Closed FengyuGuo closed 1 year ago

FengyuGuo commented 1 year ago

currently we marginalize the oldest frame. but as in the code mentioned that a key frame selection can be done.

does it improve the accuracy or robustness if we did a key frame selection? have anybody tried?

  /**
   * @brief Will return the timestep that we will marginalize next.
   * As of right now, since we are using a sliding window, this is the oldest clone.
   * But if you wanted to do a keyframe system, you could selectively marginalize clones.
   * @return timestep of clone we will marginalize
   */
  double margtimestep() {
    double time = INFINITY;
    for (const auto &clone_imu : _clones_IMU) {
      if (clone_imu.first < time) {
        time = clone_imu.first;
      }
    }
    return time;
  }
goldbattle commented 1 year ago

The original MSCKF paper and follow ups by their groups have some discussions. A sliding window, shifting window, keyframing, or every third frame strategies can all give different advantages. In general, keyframing can improve the disparity of features during initialization and help initialize features even when stationary, but then you have to be careful to not re-use measurements multiple times which still can cause issues.
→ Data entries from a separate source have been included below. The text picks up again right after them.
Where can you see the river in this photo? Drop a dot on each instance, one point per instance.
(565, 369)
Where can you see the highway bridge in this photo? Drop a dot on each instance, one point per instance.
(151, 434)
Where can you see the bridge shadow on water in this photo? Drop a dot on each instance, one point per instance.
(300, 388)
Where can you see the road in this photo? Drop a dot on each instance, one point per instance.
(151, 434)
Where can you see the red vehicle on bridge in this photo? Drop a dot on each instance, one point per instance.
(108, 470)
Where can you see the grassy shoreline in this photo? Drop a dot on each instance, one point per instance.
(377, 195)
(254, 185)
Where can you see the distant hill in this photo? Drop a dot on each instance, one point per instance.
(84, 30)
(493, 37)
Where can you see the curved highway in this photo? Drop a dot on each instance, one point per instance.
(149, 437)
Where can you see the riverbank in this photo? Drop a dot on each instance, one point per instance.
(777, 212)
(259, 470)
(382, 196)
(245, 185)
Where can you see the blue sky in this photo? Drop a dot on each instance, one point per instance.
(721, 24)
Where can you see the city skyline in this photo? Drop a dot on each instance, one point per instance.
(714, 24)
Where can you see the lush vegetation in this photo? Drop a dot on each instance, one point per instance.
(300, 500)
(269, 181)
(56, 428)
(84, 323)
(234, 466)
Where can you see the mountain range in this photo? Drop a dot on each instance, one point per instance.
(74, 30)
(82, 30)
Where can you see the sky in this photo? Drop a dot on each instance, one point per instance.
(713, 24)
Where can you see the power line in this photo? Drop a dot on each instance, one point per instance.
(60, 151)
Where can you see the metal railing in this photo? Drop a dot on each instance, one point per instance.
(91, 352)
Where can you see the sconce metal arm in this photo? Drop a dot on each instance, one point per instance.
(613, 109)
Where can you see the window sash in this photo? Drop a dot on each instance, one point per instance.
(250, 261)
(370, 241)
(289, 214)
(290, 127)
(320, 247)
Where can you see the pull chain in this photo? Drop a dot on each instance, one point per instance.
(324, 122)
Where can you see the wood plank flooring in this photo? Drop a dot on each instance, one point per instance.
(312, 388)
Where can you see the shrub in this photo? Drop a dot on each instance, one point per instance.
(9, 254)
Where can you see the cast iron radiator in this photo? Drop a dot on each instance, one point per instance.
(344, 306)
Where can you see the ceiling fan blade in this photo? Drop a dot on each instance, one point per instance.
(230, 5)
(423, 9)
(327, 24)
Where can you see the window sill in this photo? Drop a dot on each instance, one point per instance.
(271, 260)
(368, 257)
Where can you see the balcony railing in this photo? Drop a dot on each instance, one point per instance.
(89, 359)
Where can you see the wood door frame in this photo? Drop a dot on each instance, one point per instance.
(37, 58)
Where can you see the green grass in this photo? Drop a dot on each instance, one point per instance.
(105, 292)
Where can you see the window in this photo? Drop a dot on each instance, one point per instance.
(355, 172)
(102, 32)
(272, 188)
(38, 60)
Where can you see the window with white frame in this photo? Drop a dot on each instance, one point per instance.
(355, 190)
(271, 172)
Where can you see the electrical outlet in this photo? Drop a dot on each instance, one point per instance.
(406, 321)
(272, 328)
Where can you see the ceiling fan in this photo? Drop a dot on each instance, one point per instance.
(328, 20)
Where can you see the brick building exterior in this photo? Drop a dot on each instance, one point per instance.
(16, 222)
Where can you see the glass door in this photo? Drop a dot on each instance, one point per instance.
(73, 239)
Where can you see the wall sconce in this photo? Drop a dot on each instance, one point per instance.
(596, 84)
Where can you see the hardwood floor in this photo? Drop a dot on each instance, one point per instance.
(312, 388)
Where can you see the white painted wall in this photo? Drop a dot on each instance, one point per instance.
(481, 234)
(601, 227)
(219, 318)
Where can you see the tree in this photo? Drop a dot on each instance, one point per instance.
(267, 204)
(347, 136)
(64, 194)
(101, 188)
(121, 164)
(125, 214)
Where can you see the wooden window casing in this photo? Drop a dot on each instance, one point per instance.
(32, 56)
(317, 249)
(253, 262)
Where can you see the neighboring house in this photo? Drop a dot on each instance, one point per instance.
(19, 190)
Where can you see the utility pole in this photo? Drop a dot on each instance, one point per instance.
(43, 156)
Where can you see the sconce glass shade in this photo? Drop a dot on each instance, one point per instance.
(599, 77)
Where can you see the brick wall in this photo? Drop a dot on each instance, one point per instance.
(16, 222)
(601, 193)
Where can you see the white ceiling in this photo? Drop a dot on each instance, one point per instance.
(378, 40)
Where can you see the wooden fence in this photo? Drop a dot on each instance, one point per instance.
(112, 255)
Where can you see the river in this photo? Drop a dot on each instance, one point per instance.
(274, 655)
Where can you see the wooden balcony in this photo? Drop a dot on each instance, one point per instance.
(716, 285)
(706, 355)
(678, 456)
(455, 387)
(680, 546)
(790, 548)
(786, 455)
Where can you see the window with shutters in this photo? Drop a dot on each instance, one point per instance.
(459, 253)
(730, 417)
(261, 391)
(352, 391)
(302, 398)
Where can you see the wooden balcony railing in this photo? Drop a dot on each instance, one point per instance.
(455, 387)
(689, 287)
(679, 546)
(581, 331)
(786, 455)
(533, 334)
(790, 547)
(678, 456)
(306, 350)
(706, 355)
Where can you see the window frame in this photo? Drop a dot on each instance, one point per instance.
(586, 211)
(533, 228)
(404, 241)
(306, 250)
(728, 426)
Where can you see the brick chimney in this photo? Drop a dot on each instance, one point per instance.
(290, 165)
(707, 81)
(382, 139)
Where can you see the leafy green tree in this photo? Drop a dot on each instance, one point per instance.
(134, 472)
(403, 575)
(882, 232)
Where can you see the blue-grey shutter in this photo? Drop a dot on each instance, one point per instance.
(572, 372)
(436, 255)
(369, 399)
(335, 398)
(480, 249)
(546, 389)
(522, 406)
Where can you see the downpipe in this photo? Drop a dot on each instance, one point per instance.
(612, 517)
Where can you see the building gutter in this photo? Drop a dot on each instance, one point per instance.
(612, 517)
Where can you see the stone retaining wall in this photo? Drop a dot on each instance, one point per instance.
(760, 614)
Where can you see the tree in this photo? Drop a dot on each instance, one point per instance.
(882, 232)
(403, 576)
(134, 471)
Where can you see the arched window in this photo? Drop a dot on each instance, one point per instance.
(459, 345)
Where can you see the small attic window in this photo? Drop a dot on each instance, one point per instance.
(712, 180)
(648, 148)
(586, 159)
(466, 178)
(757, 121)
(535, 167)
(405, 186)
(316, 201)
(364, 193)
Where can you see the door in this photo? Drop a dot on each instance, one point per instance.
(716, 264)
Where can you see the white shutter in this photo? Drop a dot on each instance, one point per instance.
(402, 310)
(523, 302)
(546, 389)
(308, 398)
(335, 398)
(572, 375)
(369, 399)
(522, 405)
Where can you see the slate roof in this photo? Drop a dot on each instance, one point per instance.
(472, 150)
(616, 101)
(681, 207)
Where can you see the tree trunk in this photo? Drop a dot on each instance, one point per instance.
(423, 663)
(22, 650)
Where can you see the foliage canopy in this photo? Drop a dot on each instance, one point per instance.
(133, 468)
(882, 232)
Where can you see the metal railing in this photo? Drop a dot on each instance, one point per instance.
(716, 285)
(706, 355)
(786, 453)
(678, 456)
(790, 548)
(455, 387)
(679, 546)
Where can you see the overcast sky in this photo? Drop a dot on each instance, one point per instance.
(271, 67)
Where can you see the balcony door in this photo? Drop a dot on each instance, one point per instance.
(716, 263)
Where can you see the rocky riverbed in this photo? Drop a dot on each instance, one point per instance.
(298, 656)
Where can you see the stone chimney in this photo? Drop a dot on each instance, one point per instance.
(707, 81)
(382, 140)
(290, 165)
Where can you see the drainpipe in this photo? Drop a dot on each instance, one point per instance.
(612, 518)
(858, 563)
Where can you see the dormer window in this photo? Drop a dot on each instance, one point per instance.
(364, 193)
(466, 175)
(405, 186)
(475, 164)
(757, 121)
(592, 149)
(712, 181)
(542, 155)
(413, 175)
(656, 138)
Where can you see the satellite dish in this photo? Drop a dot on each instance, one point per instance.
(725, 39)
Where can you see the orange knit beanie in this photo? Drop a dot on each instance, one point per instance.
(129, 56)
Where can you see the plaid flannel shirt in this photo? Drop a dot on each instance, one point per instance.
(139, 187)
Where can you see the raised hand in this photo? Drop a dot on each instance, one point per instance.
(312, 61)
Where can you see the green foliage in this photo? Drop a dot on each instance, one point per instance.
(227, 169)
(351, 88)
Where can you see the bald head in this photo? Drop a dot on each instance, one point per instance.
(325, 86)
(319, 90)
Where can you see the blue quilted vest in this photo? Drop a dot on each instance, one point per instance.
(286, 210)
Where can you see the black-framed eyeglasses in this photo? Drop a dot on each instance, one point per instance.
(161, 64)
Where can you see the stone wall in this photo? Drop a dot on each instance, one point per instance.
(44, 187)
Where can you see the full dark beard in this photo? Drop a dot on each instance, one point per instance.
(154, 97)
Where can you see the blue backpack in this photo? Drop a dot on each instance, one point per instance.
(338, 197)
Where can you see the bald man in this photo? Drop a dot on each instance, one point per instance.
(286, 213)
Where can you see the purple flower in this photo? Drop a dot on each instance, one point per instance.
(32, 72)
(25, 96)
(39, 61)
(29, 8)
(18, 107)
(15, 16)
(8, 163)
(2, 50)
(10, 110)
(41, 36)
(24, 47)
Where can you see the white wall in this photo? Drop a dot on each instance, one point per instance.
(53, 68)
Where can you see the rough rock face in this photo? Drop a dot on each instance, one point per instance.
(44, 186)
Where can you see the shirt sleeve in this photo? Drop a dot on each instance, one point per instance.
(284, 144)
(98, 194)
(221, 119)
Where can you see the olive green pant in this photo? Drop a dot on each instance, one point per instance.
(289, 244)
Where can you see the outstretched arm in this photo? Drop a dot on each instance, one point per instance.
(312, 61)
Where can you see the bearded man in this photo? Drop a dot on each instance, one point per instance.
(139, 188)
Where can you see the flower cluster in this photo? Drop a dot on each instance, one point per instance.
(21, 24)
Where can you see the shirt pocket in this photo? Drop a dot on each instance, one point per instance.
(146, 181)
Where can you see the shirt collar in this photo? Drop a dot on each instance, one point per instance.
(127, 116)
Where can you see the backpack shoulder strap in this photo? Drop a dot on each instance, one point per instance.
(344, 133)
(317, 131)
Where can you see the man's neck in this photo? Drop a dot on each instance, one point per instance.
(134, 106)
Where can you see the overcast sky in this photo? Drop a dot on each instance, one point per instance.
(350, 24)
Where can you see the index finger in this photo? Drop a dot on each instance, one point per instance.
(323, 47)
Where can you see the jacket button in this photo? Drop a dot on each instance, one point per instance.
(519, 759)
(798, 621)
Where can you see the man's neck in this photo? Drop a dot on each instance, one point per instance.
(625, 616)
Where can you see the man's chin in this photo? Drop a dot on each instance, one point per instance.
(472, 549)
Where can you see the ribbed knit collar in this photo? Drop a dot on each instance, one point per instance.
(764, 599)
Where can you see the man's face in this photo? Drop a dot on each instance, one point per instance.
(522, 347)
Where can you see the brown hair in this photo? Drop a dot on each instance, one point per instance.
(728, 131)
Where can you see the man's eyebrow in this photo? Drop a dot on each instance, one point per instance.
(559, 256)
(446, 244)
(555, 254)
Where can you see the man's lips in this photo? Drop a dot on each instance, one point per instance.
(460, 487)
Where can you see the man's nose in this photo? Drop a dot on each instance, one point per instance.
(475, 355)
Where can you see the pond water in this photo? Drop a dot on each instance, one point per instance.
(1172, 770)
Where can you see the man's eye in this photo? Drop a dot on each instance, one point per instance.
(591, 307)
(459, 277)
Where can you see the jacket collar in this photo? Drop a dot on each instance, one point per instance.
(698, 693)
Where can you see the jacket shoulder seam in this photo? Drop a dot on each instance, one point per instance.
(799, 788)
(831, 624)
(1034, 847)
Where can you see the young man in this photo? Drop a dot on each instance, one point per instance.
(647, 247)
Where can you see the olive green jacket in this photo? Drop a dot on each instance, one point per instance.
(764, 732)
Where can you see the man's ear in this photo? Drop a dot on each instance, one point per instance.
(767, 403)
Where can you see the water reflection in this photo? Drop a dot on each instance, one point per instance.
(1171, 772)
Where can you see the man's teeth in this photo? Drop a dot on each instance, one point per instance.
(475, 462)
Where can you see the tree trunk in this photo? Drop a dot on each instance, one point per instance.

Here is a paper that I believe has some discussion if I remember correctly: https://ieeexplore.ieee.org/abstract/document/6696807

goldbattle commented 1 year ago

There is also some discussion here on dynamic rates:

Zheng Huai and Guoquan Huang, Robocentric visual-inertial odometry, The International Journal of Robotics Research (IJRR), 2022 https://journals.sagepub.com/doi/10.1177/0278364919853361

Specifically:

It is important to note that this test is very challenging primarily due to: (i) several traffic lights where we must stop and wait for 15–25 seconds; (ii) frequent stop/yield signs before which we must stop or decelerate; (iii)dynamic scenes including running vehicles and pedestrians in the vicinity; (iv) strong lens flare when driving facing thesun; and (v) high speeds of vehicle when driving on some particular road sections (see Figure 9). .... For actual implementation, we employed a heuristic switching logic for the adaptive mode which is to be optimized in our future work; that is, the R-VIO changes the frequency of update from 15 to 7.5 Hz after detecting the speed descending (Dv < 0) for at least 2 seconds, and changes it back to 15 Hz once detecting the speed ascending (Dv > 0) for at least 2 seconds.